Lisboa: Teatro do Bairro Alto. Estreia: 04/11/1999
34 representações
Companhia subsidiada pela Secretaria de Estado da Cultura
Apoio de RDP, Antena 1
Vidas ejemplares. Era uma colecção de livrinhos que o meu pai me ia regularmente oferecendo. Trazia de Espanha, das suas viagens, e eu era um menino, talvez ainda agarrado aos seus joelhos. Muitos santos. Gente rara. O melhor era São Francisco, o mesmo de Rossellini, o mesmo de Ucellacci e uccellini. E os mártires todos, com sangue a escorrer. Desde então precisei sempre de exemplos. De santos. Do exemplo de vidas políticas. Voltadas para os outros e voltadas para Deus. A nós, menos grandes, e sobretudo já passada a idade de crescer, são quem nos defende do Mal, do cinismo. E nos deixam o desejo. Ainda vontade de conhecer. São Pier Paolo faz agora parte da minha colecção.
AFABULAÇÃO fala sobretudo de conhecer, ou seja, tocar, ver e sentir sem dominar. Cria horror ao poder. Pensa com leis poéticas, felizmente inúteis. Põe outra vez em cena o Édipo antigo mas no lugar da Esfinge põe diante dele a própria vida, em vez de um enigma um mistério. O próprio futuro. Foi para falarmos desta generosidade fundamental ou desta humildade (ser pequeno diante do Homem, filho de Deus) que quis pôr em cena este texto.
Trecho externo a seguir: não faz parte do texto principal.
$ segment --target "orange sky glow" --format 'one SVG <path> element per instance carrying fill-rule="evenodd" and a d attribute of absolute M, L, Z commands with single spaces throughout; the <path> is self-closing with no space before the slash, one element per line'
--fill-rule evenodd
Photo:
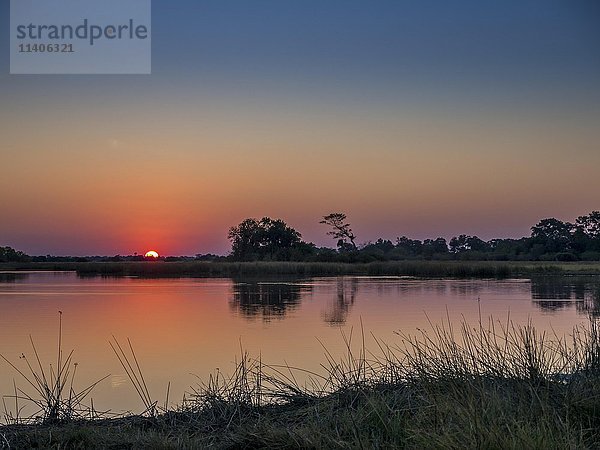
<path fill-rule="evenodd" d="M 490 239 L 600 209 L 595 10 L 459 3 L 157 4 L 151 75 L 0 61 L 0 245 L 227 254 L 270 216 L 334 246 L 336 211 L 359 243 Z"/>

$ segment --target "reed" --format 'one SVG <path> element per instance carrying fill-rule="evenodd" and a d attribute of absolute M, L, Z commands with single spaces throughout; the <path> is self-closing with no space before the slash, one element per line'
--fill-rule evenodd
<path fill-rule="evenodd" d="M 533 275 L 599 274 L 600 263 L 535 261 L 385 261 L 337 262 L 231 262 L 142 261 L 3 263 L 2 270 L 76 271 L 80 276 L 138 277 L 251 277 L 251 276 L 413 276 L 423 278 L 508 278 Z"/>
<path fill-rule="evenodd" d="M 131 381 L 133 388 L 135 389 L 142 403 L 144 404 L 145 410 L 141 413 L 141 415 L 156 417 L 156 415 L 160 411 L 158 407 L 158 401 L 152 400 L 152 396 L 150 395 L 150 391 L 148 390 L 146 380 L 144 379 L 144 373 L 142 372 L 140 363 L 138 362 L 135 350 L 133 349 L 133 345 L 131 344 L 131 340 L 127 339 L 126 348 L 129 350 L 129 352 L 126 352 L 123 349 L 123 346 L 121 346 L 120 342 L 115 336 L 113 336 L 112 341 L 109 342 L 109 345 L 112 348 L 113 353 L 119 360 L 121 367 L 123 367 L 123 370 L 125 370 L 125 373 L 127 374 L 129 381 Z M 167 388 L 165 406 L 160 412 L 167 411 L 168 401 L 169 389 Z"/>
<path fill-rule="evenodd" d="M 62 349 L 62 311 L 59 311 L 58 325 L 58 346 L 56 352 L 56 366 L 49 364 L 44 369 L 44 364 L 40 360 L 39 353 L 34 340 L 29 336 L 33 358 L 22 353 L 19 359 L 22 361 L 19 367 L 11 362 L 7 357 L 0 354 L 9 366 L 21 377 L 30 390 L 17 387 L 13 381 L 14 394 L 2 397 L 4 405 L 4 418 L 7 423 L 22 424 L 40 422 L 43 424 L 53 424 L 58 422 L 69 422 L 80 418 L 97 418 L 97 412 L 93 406 L 84 405 L 84 400 L 92 390 L 109 375 L 100 378 L 85 389 L 76 391 L 74 388 L 75 376 L 77 374 L 78 364 L 73 361 L 74 350 L 71 350 L 66 357 Z M 31 391 L 32 389 L 32 391 Z M 14 401 L 14 410 L 6 405 L 6 400 Z M 28 416 L 21 416 L 23 408 L 27 405 L 33 405 L 36 410 Z M 93 404 L 92 404 L 93 405 Z"/>
<path fill-rule="evenodd" d="M 0 437 L 17 448 L 597 446 L 597 322 L 570 336 L 516 325 L 510 317 L 456 327 L 447 321 L 398 336 L 398 343 L 386 344 L 361 326 L 342 336 L 345 356 L 324 346 L 319 373 L 267 365 L 242 350 L 231 376 L 217 371 L 176 408 L 60 425 L 12 424 L 0 428 Z M 115 344 L 116 354 L 127 355 L 124 367 L 135 373 L 132 383 L 147 396 L 133 347 Z M 149 396 L 147 404 L 156 406 Z"/>

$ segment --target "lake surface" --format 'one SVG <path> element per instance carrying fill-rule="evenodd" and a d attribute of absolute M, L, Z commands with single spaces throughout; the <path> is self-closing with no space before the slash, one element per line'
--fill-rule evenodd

Porque é difícil para "uma sociedade num péssimo momento da sua história". E porque quero também perguntar: que faremos perante um filho "anacronicamente inocente" que não nos quer matar? Perante o seu corpo?
Na passagem das gerações, falemos sobre pais e filhos. Falemos como se fala no teatro, com o corpo, como na vida. Falemos.
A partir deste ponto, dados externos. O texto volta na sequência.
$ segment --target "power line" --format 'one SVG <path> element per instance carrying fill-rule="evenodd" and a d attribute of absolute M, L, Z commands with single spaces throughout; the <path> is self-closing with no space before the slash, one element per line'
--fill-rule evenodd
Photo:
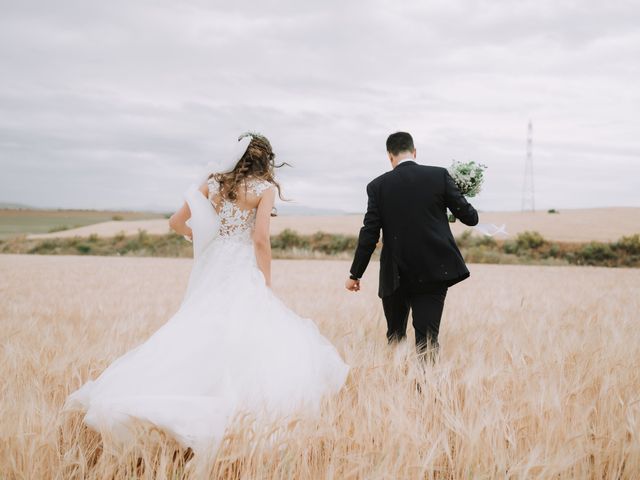
<path fill-rule="evenodd" d="M 522 186 L 522 211 L 535 212 L 535 190 L 533 187 L 533 123 L 527 127 L 527 156 L 524 162 L 524 184 Z"/>

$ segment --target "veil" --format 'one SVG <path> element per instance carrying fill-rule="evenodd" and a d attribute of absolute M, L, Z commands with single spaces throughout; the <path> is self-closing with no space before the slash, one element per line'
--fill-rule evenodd
<path fill-rule="evenodd" d="M 211 173 L 230 172 L 240 161 L 251 142 L 250 135 L 241 135 L 235 146 L 218 161 L 212 161 L 198 173 L 194 182 L 182 194 L 191 210 L 191 217 L 186 224 L 191 228 L 193 241 L 193 258 L 197 260 L 204 249 L 220 232 L 220 217 L 213 204 L 199 190 Z"/>
<path fill-rule="evenodd" d="M 218 160 L 208 162 L 197 174 L 194 182 L 198 186 L 207 181 L 209 175 L 212 173 L 227 173 L 233 170 L 236 164 L 240 161 L 244 152 L 247 151 L 249 143 L 253 137 L 248 134 L 242 134 L 238 137 L 238 141 L 235 145 L 230 145 L 230 148 L 220 155 Z"/>

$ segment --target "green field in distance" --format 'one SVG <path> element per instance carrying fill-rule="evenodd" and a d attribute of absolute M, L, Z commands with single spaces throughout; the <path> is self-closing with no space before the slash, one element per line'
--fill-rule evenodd
<path fill-rule="evenodd" d="M 164 217 L 162 213 L 153 212 L 0 209 L 0 239 L 67 230 L 111 220 L 148 220 Z"/>

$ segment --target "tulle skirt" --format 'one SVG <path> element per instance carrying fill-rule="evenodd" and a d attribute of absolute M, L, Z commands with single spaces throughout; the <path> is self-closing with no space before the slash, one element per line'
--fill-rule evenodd
<path fill-rule="evenodd" d="M 233 415 L 278 418 L 344 385 L 349 366 L 316 324 L 265 284 L 253 245 L 224 237 L 194 262 L 175 314 L 72 392 L 64 409 L 126 442 L 132 418 L 211 453 Z"/>

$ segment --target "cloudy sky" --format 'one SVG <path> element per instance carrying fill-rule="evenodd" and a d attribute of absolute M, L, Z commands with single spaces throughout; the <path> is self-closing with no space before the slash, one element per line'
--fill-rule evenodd
<path fill-rule="evenodd" d="M 173 209 L 245 130 L 297 205 L 362 211 L 386 136 L 520 207 L 640 206 L 637 1 L 0 0 L 0 201 Z"/>

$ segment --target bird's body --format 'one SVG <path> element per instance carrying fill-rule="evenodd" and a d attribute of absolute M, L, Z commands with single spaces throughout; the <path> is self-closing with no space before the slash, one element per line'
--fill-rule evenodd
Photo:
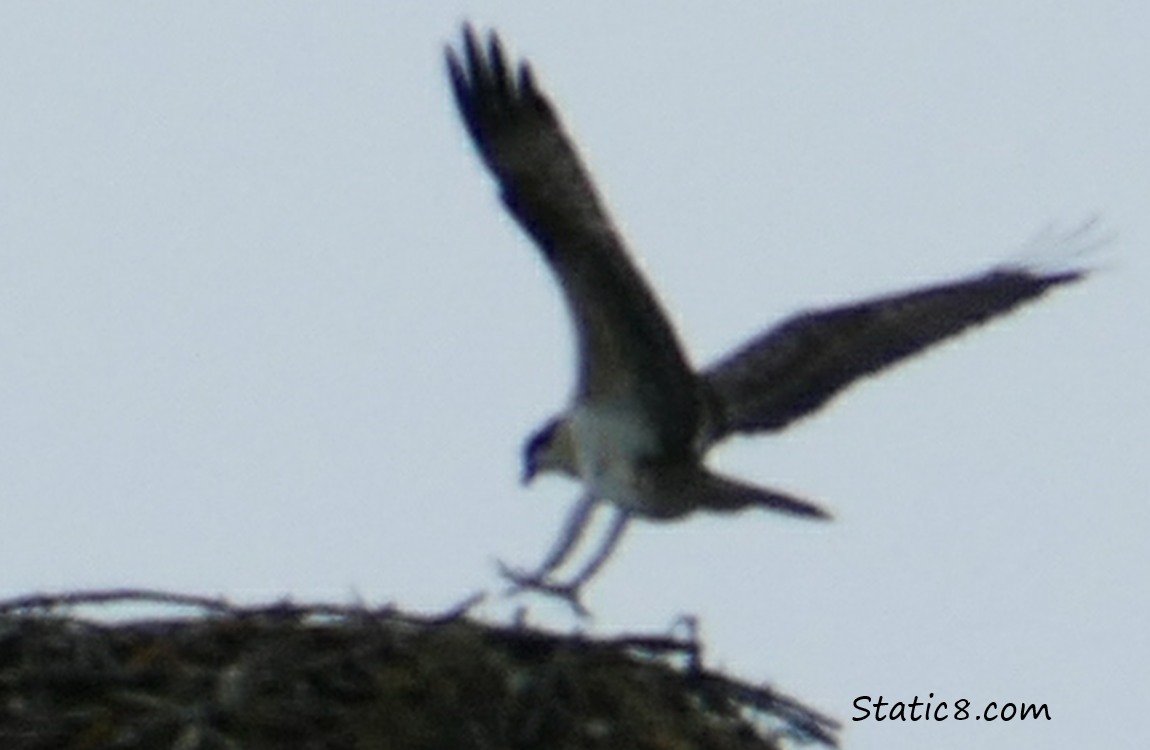
<path fill-rule="evenodd" d="M 781 430 L 860 378 L 1083 276 L 1004 266 L 802 313 L 695 370 L 530 67 L 510 65 L 494 34 L 483 48 L 469 27 L 461 53 L 447 50 L 447 64 L 504 205 L 554 272 L 575 323 L 575 393 L 527 442 L 524 478 L 560 473 L 577 479 L 584 495 L 541 570 L 522 579 L 532 586 L 547 587 L 602 502 L 617 509 L 615 525 L 574 588 L 598 569 L 632 516 L 757 507 L 828 518 L 787 493 L 718 476 L 704 465 L 707 452 L 736 433 Z"/>
<path fill-rule="evenodd" d="M 627 404 L 575 404 L 561 424 L 571 433 L 584 487 L 629 513 L 659 515 L 658 504 L 644 497 L 643 467 L 661 446 L 641 413 Z"/>

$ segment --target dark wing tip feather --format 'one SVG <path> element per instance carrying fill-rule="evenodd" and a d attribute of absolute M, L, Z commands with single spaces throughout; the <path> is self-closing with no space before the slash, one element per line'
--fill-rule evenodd
<path fill-rule="evenodd" d="M 535 85 L 526 62 L 517 74 L 495 31 L 482 40 L 471 24 L 463 25 L 461 48 L 447 45 L 447 73 L 455 103 L 468 132 L 485 155 L 490 140 L 524 112 L 554 120 L 552 109 Z"/>
<path fill-rule="evenodd" d="M 455 95 L 455 103 L 463 109 L 468 99 L 467 74 L 463 71 L 463 64 L 459 62 L 459 57 L 450 44 L 444 45 L 443 57 L 447 61 L 447 75 L 451 79 L 451 91 Z"/>
<path fill-rule="evenodd" d="M 1034 274 L 1034 271 L 1030 271 Z M 1038 274 L 1040 279 L 1046 281 L 1046 286 L 1054 287 L 1061 284 L 1073 284 L 1076 281 L 1082 281 L 1090 275 L 1089 268 L 1075 268 L 1068 271 L 1059 271 L 1051 274 Z"/>
<path fill-rule="evenodd" d="M 487 60 L 491 64 L 491 77 L 500 91 L 511 92 L 507 76 L 507 59 L 503 54 L 503 42 L 494 31 L 487 35 Z"/>
<path fill-rule="evenodd" d="M 550 115 L 551 106 L 539 91 L 531 66 L 521 62 L 515 68 L 495 31 L 488 32 L 486 42 L 481 42 L 470 24 L 464 24 L 462 51 L 445 46 L 451 87 L 468 125 L 479 124 L 480 116 L 492 117 L 524 105 Z"/>
<path fill-rule="evenodd" d="M 1090 269 L 1087 268 L 1044 270 L 1033 265 L 1005 265 L 991 270 L 982 277 L 960 280 L 955 283 L 956 287 L 964 282 L 971 285 L 975 283 L 985 285 L 987 299 L 984 302 L 985 308 L 969 311 L 965 324 L 956 327 L 954 333 L 960 333 L 966 328 L 981 325 L 1010 313 L 1058 287 L 1077 283 L 1089 275 Z"/>
<path fill-rule="evenodd" d="M 463 54 L 472 75 L 483 68 L 483 55 L 479 52 L 479 42 L 475 39 L 475 29 L 468 24 L 463 28 Z"/>
<path fill-rule="evenodd" d="M 536 108 L 542 105 L 544 109 L 549 109 L 547 100 L 539 93 L 539 87 L 535 84 L 535 73 L 531 70 L 531 65 L 526 62 L 519 65 L 519 94 Z"/>
<path fill-rule="evenodd" d="M 1001 277 L 1014 277 L 1025 283 L 1037 293 L 1041 294 L 1048 289 L 1073 284 L 1082 281 L 1090 275 L 1089 268 L 1066 268 L 1062 270 L 1043 270 L 1034 265 L 1006 265 L 991 271 L 990 275 Z"/>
Este é um teatro que se quis escandalosamente da palavra. Austero. E palavroso. Sem medida. Um pequeno teatro enorme. Público, político, como o corpo terá de ser. O teatro dá-nos na cidade ainda esse espaço. Só que o espaço do teatro na cidade não é o espaço da cidade. Existe cidade? Nas nossas democracias o escândalo é difícil. Quem toca quem? Todos livres de não ser tocados. Tu pensas o que pensas que queres, eu penso o que penso que quero. A cidade funciona sem pensar. E cada vez menos pensamos o que queremos. E cada vez mais pensamos o mesmo. E não queremos. Como se usufrui da liberdade dos outros? Como reconheceremos o corpo de cada um? Este teatro, nenhum teatro, será já escandaloso. Este espectáculo terá por isso de ser infecundo, humilde, é talvez um "oásis de esquecida dor". É feito por amor aos novos a quem talvez possa ou talvez não possa interessar. Não sei.
Diz-se para aí obscenamente que esta é a época do corpo. Que corpo? Filho, deixa-me ver o teu corpo. Onde estão ainda os corpos? O corpo de cada um? Este texto fala também do corpo, mas de um corpo escandalosamente sexuado. Este espectáculo gostava de ser, como o texto, apenas isto: um discurso púdico, dolorosamente solitário, sobre o corpo, contra a grande solidão. "...perdendo o sentimento/a parte racional".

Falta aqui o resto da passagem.